We should also appreciate that every examination might entail these aspects in different actions. Some reviews may inspect just one of the aspects or leave some of the aspects. It is however necessary to to carry out all of these aspects but it is not compulsory to carry out all of them in a single task. The set of skills needed for every aspect is dissimilar. The outcomes of each review should not be perceived the same as another. This will allow the examiner and the administration to get a complete view of concerns and difficulties. This review is very significant.
threat based Approach
each organization utilizes several of systems of information. There might be diverse functions for diverse activities in addition to functions and there might be various workstation installations at diverse physical positions. The examiner is confronted with the difficulties of what to audit, at what time in addition to how regularly he should do so. The response to all this is to implement an approach that is threat based. whereas there are hazards intrinsic to the systems, the hazards crash diverse schemes in diverse ways. hazards of no availability can be severe even if it happens for an hour (Weber, 2002). hazards of illegal alteration could be a basis to potential losses as well as frauds to online bank system. A bunch dispensation scheme or an information merging system might be comparatively a little more susceptible to a number of these perils. The industrial surroundings on which the scheme operate on may also have an effect on the hazard connected by the system.

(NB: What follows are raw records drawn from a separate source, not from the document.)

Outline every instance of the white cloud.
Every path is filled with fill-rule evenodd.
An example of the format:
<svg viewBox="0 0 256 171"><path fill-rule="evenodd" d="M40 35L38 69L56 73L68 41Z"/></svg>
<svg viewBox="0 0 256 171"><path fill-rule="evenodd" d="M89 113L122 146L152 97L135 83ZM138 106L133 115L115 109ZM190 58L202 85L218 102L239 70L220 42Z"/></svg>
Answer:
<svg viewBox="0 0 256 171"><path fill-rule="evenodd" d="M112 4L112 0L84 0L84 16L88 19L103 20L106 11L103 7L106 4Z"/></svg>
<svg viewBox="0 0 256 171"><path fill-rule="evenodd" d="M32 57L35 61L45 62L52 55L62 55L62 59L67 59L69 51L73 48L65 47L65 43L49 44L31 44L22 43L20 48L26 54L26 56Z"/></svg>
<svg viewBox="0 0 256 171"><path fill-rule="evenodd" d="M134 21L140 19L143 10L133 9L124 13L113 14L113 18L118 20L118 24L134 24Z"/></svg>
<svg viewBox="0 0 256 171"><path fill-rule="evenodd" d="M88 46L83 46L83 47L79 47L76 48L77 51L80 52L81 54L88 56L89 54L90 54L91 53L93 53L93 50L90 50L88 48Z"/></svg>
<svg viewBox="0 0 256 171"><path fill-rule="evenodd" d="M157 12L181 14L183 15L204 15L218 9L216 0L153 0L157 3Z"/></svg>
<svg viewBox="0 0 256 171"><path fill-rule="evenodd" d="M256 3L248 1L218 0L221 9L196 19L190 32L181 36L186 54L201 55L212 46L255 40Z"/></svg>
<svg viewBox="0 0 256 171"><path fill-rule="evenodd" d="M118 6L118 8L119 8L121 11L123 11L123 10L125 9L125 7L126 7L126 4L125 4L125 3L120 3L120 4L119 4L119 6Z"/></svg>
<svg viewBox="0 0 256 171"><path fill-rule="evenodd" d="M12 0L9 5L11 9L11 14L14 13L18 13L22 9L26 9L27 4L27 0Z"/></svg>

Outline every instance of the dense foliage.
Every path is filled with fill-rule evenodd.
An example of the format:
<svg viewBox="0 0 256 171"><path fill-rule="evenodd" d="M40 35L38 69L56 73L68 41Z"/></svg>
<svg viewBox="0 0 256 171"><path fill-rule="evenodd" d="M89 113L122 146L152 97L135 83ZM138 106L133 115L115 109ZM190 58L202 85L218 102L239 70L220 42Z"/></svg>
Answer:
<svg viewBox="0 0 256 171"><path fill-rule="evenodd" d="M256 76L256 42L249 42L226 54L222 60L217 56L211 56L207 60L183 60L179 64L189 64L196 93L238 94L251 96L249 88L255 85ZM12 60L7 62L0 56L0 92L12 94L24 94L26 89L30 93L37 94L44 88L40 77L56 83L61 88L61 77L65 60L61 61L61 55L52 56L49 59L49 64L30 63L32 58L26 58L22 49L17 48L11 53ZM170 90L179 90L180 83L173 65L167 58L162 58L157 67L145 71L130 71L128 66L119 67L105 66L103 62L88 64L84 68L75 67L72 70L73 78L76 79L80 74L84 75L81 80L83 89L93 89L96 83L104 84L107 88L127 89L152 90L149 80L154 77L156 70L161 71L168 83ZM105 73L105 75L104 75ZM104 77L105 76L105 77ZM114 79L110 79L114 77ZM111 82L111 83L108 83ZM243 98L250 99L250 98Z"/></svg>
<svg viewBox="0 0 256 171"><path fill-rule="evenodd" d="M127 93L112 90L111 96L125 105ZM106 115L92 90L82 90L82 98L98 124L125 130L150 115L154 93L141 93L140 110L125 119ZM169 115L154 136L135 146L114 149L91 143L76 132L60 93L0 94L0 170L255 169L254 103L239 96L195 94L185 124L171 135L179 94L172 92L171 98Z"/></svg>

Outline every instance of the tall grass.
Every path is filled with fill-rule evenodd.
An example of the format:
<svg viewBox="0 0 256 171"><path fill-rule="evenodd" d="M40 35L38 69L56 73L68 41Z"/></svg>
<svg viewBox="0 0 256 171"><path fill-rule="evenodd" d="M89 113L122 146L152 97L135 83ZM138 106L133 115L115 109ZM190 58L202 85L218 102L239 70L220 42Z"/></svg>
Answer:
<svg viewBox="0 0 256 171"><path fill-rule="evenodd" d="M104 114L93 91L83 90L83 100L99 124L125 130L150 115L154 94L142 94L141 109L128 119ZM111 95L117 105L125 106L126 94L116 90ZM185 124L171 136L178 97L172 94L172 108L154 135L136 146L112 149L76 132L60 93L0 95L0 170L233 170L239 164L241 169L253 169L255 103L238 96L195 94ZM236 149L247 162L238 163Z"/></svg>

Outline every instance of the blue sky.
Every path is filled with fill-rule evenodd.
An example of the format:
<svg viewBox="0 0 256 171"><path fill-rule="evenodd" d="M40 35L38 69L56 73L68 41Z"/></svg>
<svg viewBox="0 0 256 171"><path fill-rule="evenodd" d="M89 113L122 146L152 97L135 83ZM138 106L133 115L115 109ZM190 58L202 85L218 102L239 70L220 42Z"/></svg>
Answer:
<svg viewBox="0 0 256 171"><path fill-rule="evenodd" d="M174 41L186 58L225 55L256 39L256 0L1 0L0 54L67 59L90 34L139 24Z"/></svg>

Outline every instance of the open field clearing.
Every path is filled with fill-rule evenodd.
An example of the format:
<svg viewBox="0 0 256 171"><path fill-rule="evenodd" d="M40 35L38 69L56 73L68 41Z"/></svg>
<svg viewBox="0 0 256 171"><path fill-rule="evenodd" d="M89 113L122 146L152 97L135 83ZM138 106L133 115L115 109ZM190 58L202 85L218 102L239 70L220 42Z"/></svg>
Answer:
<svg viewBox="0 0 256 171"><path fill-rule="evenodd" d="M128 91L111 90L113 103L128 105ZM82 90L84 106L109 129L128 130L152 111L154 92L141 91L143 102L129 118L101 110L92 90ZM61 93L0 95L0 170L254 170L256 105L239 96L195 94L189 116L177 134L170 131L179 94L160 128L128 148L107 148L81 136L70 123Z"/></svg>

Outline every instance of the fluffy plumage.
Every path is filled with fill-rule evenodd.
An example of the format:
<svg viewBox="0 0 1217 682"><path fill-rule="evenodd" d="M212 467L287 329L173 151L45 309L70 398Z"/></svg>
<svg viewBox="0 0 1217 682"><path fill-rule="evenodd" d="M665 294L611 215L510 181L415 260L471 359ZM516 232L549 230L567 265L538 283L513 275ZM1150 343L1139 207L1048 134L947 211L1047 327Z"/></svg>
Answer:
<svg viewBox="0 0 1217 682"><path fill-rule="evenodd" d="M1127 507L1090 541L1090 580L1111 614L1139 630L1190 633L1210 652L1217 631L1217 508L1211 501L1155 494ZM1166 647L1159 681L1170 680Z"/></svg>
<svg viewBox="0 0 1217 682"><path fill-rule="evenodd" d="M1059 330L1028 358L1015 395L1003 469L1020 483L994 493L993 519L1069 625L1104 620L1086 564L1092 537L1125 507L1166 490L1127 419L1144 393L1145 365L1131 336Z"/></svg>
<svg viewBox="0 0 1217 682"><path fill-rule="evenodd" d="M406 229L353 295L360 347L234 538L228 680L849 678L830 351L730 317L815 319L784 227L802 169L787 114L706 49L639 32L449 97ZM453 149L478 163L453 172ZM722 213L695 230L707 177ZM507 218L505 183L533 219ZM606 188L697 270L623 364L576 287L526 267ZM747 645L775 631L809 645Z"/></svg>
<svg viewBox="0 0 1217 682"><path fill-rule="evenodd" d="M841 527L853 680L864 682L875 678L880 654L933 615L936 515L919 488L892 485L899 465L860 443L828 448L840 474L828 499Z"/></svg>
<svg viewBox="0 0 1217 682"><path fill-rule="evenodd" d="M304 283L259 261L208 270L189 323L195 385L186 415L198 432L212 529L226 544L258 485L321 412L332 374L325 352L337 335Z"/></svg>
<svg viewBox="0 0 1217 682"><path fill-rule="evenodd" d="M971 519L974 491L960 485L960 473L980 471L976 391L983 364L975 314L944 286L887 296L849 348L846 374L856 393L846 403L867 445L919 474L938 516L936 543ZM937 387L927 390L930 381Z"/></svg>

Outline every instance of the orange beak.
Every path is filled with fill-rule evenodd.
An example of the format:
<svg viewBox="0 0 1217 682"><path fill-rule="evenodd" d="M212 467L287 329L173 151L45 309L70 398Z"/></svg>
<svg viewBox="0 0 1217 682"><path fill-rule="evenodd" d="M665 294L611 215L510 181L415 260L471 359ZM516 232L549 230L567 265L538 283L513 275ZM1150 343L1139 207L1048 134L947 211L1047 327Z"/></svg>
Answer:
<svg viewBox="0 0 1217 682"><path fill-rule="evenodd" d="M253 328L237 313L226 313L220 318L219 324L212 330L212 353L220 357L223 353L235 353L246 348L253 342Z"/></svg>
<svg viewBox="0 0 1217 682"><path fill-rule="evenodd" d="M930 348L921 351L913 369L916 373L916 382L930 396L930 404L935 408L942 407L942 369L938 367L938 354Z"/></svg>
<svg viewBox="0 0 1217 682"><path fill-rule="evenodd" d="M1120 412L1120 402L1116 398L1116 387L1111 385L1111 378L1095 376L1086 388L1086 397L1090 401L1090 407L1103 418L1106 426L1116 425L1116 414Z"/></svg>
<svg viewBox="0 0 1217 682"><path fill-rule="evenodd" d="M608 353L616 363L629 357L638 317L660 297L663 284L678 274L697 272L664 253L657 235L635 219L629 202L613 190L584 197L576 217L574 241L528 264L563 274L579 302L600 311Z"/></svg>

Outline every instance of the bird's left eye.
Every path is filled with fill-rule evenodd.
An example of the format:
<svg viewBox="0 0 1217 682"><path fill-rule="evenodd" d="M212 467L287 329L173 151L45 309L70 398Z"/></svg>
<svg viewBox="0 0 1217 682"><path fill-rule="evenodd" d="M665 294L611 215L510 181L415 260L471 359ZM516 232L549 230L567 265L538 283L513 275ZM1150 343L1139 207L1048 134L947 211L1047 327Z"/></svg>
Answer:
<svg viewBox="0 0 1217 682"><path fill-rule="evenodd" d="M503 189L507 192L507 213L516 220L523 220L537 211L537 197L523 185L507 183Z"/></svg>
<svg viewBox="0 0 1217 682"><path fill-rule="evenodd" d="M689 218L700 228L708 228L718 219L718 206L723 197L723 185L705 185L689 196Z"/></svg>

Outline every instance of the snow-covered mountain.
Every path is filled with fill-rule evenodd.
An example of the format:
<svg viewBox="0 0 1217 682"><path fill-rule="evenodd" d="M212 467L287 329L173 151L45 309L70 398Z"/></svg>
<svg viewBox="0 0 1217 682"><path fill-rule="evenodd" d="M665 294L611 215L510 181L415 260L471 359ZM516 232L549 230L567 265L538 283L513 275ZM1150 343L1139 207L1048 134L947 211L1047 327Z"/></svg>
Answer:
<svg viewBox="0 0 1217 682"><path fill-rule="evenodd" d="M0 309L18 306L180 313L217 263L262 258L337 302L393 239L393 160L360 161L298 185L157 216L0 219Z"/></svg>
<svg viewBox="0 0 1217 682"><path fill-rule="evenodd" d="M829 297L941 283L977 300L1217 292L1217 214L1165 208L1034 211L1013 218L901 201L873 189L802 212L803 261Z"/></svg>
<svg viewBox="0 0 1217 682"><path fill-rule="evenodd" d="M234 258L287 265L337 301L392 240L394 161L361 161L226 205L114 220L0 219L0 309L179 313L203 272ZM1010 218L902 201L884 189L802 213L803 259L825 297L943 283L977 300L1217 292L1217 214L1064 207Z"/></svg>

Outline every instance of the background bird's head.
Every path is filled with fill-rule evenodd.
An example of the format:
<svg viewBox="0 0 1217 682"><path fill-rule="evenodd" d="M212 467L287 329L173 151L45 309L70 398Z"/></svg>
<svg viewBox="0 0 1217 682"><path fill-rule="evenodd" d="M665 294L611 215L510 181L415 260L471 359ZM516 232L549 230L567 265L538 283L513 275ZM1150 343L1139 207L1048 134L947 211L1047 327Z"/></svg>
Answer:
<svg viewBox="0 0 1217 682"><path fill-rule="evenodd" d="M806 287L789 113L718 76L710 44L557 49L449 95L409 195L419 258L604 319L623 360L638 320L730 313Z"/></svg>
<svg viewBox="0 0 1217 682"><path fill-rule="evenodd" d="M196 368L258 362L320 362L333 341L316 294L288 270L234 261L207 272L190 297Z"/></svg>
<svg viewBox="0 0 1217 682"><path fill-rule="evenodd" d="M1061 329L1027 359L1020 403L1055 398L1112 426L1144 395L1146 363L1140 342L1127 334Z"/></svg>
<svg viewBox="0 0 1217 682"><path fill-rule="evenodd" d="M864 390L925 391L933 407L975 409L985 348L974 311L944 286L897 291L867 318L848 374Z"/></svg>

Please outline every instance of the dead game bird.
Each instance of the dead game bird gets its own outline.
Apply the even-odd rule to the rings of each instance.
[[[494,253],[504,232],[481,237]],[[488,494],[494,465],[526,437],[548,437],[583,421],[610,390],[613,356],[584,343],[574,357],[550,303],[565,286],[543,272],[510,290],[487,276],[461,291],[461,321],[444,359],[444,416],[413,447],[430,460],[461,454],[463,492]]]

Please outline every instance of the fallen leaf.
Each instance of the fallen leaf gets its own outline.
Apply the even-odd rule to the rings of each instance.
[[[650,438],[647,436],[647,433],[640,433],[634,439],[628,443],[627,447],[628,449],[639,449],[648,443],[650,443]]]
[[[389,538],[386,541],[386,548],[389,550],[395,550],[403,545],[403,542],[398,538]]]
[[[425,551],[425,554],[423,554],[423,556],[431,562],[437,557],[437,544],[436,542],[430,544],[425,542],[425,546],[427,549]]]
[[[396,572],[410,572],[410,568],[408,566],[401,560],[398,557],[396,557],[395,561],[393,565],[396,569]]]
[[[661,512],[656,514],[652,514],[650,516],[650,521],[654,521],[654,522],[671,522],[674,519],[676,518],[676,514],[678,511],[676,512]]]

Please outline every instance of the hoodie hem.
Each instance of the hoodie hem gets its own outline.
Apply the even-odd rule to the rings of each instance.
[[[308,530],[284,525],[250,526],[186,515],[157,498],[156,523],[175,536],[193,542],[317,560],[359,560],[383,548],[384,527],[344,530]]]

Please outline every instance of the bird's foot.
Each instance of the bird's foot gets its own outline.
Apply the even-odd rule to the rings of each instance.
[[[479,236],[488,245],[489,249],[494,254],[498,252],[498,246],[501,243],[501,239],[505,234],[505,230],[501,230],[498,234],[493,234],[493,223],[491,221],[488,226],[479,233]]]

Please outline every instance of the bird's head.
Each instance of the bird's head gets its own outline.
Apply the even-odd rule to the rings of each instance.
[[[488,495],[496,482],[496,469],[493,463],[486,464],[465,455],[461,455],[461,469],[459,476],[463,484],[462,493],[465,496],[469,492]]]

The procedure that could be pursued for a threat based approach to creation of an review plan include:
1. Account for the information system in exercise in the business and classify them.
2. Decide on which of the system has vital assets or functions, for examle how close to actual time they function, decision making, customers, materials and money.
3. Evaluate which hazards influence the systems and their strictness of consequence on the company.
4. Categorize the schemes on basis of the above evaluation and settle on the review frequency, schedule, assets and priority.
The auditor can then come up with an annual review plan that classifies the reviews that will be carried out during the period od of time according to the plan in adition to the assets that are necessary. Groundwork before instigating a review entails gathering of background data and examining the skills plus the resources needed to perform the review. This allows employees having the correct type of proficiency to be selected to the correct task. It is at all times good to have an official review beginning convention with the top administration answerable for the section under review to conclude the extent, recognize the extraordinary problems, if present, plan the date as well as clarify on the technique for the review. conventions like this should get topr administration concerned, permit individuals to meet up with one another, explain concerns and essential company worries as well as assist the review to be performed efficiently (Weber, 2002).
References
Weber, R. (2002). EDP Auditing. Conceptual Foundations and Practice.
Hoelzer, D. (2009). Audit Principles, Risk Assessment & Effective Reporting. SANS Press.